I have at home a chair--a plain, hand-made wooden chair with a
wooden seat, with rectangular and cross red stripes, and on one
panel in the back is a hand-painted bouquet of flowers in colors--
all showing the hand of a careful, neat and skilled workman.
Underneath the seat is a faded and torn paper label on which is
printed "Black and Sons, Chair Makers, Philadelphia,
Pennsylvania."
Just a plain straightback wooden chair. A more elaborate one
could probably be bought now for $2. And yet, my grandfather
brought that chair to my grandmother for her parlor on horseback
from Philadelphia to Russellville, in this County, some 80-odd
years ago, piled high on top of a big horseback load of goods.
Think of the effort it took! Think of the space it took away from
profitable calico! Think of the many, many times on that
thousand-mile horseback ride that grandfather looked back and
felt to see if it were coming along with the balance of the load.
Think of the many times it slipped to one side or the other and
had to be retied. Think of the many nights it had to be unloaded,
and the many mornings it had to be tied back on again. And
lastly, my good folks, think of the joy it gave that little old
woman up at Russellville--how she showed it to the neighbors; the
care that was subsequently given it; the wonderful pleasure it
gave her; and the proud feeling it secretly gave him. . . It was
she who told their children the story of that little chair.

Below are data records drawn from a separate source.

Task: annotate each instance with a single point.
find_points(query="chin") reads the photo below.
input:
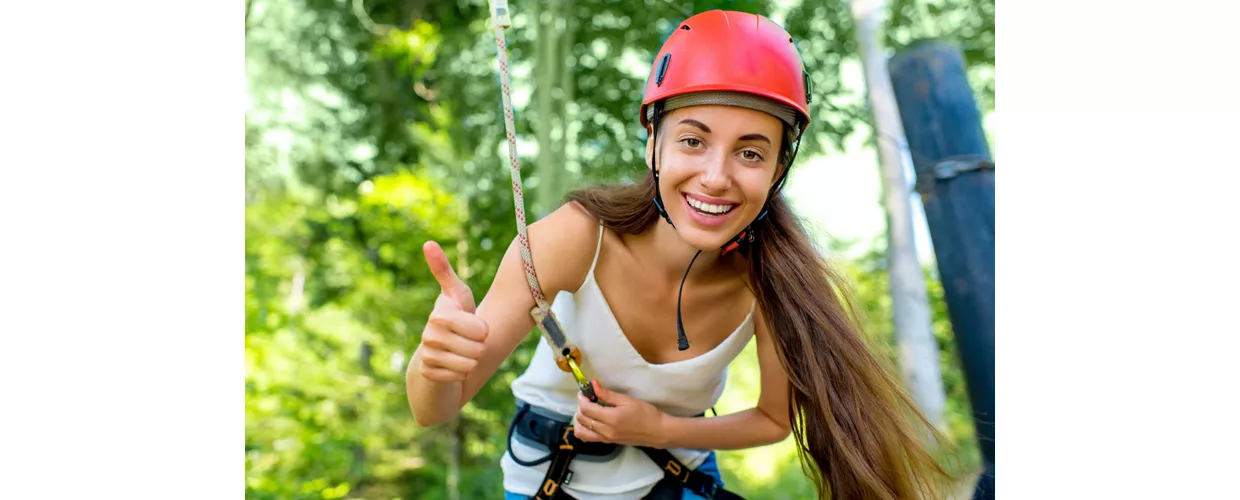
(709, 231)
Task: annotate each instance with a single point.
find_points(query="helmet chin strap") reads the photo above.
(739, 242)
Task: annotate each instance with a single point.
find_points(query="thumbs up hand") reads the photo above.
(453, 340)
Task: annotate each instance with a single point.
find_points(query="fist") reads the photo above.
(453, 340)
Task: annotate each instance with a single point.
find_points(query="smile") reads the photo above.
(709, 207)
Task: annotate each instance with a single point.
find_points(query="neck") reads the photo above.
(670, 256)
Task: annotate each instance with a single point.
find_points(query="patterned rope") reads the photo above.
(500, 16)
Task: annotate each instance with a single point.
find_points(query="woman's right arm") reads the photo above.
(463, 348)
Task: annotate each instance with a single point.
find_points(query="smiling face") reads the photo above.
(716, 168)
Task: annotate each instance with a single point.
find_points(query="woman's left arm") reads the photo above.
(639, 423)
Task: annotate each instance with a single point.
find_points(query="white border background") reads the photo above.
(122, 236)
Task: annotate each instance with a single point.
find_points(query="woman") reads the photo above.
(661, 284)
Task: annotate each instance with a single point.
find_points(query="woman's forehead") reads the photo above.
(726, 119)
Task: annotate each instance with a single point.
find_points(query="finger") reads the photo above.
(606, 396)
(460, 323)
(594, 411)
(453, 361)
(583, 431)
(456, 344)
(449, 282)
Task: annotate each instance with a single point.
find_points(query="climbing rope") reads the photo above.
(568, 356)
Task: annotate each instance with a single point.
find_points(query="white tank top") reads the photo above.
(681, 388)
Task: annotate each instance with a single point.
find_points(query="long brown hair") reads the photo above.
(858, 433)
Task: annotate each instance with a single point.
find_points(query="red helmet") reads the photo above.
(728, 57)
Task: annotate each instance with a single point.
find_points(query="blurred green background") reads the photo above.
(375, 125)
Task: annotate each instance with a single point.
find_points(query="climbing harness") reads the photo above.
(554, 431)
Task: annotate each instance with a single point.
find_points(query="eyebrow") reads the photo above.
(707, 129)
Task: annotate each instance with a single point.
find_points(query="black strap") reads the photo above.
(552, 485)
(567, 447)
(696, 480)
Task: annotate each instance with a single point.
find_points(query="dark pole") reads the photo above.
(956, 184)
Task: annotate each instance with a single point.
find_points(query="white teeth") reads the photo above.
(709, 207)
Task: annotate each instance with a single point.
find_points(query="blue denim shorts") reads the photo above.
(711, 467)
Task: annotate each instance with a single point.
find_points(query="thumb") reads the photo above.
(447, 277)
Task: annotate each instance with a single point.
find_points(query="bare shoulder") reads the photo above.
(562, 246)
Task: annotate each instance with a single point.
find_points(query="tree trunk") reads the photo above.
(918, 349)
(544, 81)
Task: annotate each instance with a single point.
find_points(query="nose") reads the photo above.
(714, 175)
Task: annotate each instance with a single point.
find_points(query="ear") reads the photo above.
(650, 147)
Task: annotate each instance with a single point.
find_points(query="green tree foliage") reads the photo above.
(376, 125)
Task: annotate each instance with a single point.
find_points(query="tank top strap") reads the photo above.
(598, 248)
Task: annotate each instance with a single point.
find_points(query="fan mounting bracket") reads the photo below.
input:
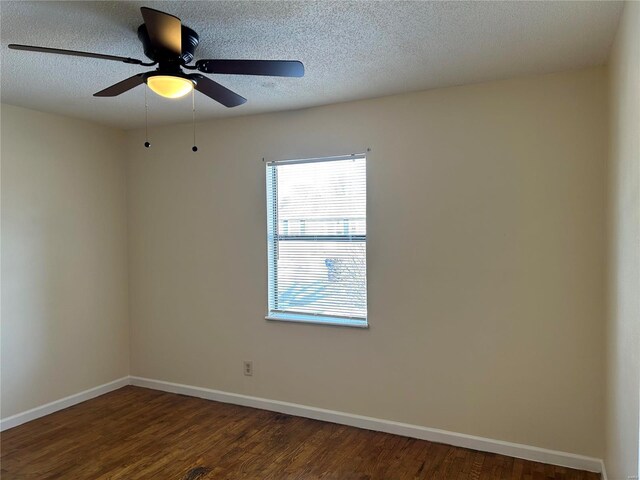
(190, 40)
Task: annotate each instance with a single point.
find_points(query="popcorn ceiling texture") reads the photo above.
(351, 50)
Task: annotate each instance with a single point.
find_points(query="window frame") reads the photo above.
(273, 314)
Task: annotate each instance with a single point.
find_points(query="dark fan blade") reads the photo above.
(165, 31)
(216, 91)
(121, 87)
(272, 68)
(76, 53)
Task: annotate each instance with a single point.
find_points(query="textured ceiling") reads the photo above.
(351, 50)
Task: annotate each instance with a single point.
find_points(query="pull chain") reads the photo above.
(193, 116)
(146, 118)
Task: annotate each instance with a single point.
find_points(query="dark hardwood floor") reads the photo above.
(136, 433)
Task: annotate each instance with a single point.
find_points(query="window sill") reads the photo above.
(317, 320)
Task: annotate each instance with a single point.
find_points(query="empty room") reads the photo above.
(320, 240)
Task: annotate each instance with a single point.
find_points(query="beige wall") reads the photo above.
(64, 260)
(486, 260)
(623, 328)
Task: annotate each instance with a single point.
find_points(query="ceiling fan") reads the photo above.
(171, 46)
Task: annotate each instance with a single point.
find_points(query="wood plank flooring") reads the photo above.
(136, 433)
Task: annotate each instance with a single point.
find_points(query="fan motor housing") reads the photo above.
(190, 40)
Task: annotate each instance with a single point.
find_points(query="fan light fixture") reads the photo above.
(169, 86)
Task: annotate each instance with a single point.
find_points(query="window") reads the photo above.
(317, 240)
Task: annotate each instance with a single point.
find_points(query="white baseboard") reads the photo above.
(20, 418)
(414, 431)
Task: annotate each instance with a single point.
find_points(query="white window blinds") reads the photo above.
(317, 240)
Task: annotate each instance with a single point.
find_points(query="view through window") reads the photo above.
(317, 240)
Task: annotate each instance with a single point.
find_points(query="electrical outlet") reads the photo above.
(248, 367)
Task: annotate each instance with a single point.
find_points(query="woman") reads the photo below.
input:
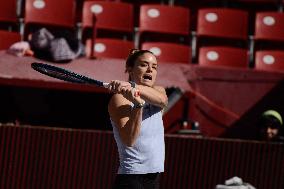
(136, 115)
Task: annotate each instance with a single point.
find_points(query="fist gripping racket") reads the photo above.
(66, 75)
(69, 76)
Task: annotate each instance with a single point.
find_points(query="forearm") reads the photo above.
(153, 96)
(131, 129)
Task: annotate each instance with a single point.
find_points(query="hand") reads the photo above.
(124, 88)
(116, 86)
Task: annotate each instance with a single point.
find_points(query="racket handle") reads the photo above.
(105, 85)
(137, 93)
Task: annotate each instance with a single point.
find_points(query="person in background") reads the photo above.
(270, 125)
(135, 111)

That, my friends, is the kind of heart throb we are gradually
learning to ignore in these days of financial struggles. There
are those among you, who by denying yourselves, have given your
wives, sons and daughters saddle horses, pianos, automobiles and
even farms--and at great sacrifice--and there are also those
among you who have given your families their first iron stove, a
candle mold, calico dresses, and perhaps a little straightback
wooden chair.
Therefore, today let us go back. Let us forget the things to
which we have applied ourselves too assiduously, the things that
modern conditions have forced us to adopt and strive for. For the
day, at least, let us turn back to the days when you were young
and this community was young: To the days when you courted and
were courted in the chinked log house before the stone fireplace;
back to the time when catnip, tansy and peppers hung from the
rafters; back to the days of the smoke-house with its pungent
tang of hickory bark and corn cobs; when tomatoes were grown for
ornament and thought to be poisonous. Let us again go down to the
spring house and get a bucket of water to set under the gourd on
the kitchen table. Let's stir up the fire in the fireplace, hang
the pot on the crane or test the heat in the Dutch oven; carry
the ashes out and put them in the hopper. Let's you and I and all
of us go up and see how the dried apples are holding out, and
then look the hams over to see if they have any worms in them.
Let us hie back to the days when all debts fell due at Christmas
time; when mortgages were useless and practically unknown, and
when every man's word was his bond. Let's eat a dinner of bacon,
corn bread, milk and honey, and other wholesome things of those
days, on the back porch or in the summer kitchen, while the
younger girls shoo the flies off the table and the chickens off
the porch. And then tonight, after supper, let's gather around
the candle on the table, with Mother in the little chair knitting
and mending with her hands, and rocking the cradle with her foot,
while Father takes down the family Bible and piously reads a
verse. Then, on our knees, and with heads bowed, let us hear that
hallowed voice of Father, from whose nerveless grasp have long
since dropped the working tools of life, rise in fervent prayer
to Almighty God to protect us and keep us all safe from harm.